砂浜がやせるのは緑が多いから?

全国的に砂浜がやせている。砂を定期的に足してやらないと、砂浜がなくなってしまう勢い。波による侵食を防ごうとブロックを放り込んだりしている。かつては砂浜がやせる季節があってもまた回復したのに。
川にダムができて砂が供給されなくなっていることも大きいが、「緑が増えた」ことも大きい。

江戸時代はハゲ山が多かった。燃料に木を切ったからだ。このため土砂が大量に流れた。大阪などは、大阪城のすぐそばまで海だったのに、大量の土砂で平野が広がった。同様なことが全国で起き、平野が広がった。そのくらい、土砂の供給が大量にあった。

これは明治になってもそうだった。しかし第二次大戦後、石油革命が起きて薪がいらなくなったこと、植林を積極的に進めた結果、有史以来の緑の多い国土となった。奈良時代もハゲ山が多かったのに、今の日本はどこも緑豊か。まさに有史以来の緑の多さ。

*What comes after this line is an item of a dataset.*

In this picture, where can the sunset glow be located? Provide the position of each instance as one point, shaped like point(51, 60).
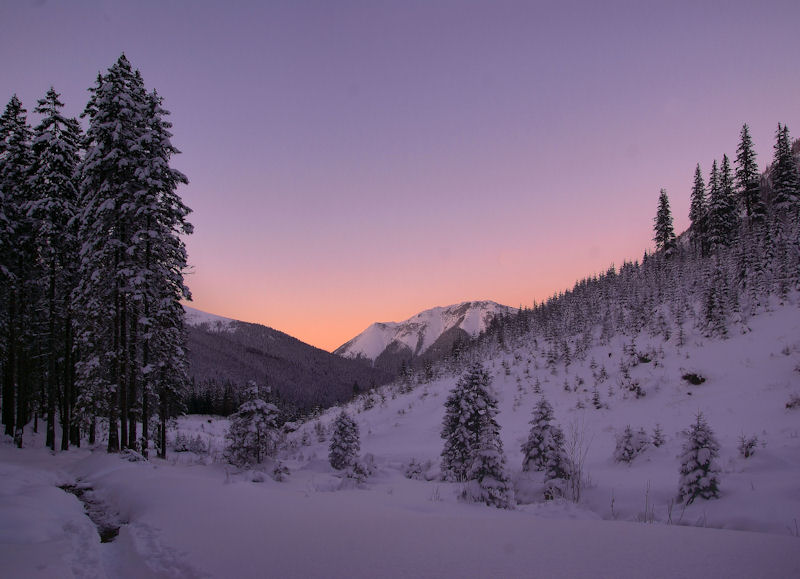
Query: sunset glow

それだけ森林が増えた結果、雨が直接地面をたたくことがなくなり、土砂が川に流れ込むことがなくなった。全国的に砂浜がやせる原因に、緑が多すぎる、ということがあるらしい。

以上の話は「森林飽和」に出てくる。しかし砂浜がやせる原因は砂防ダムに帰する話が多く、本書のように「緑が多すぎるから」と指摘する論説は少ない。
この点はもう少し知られてよいように思う。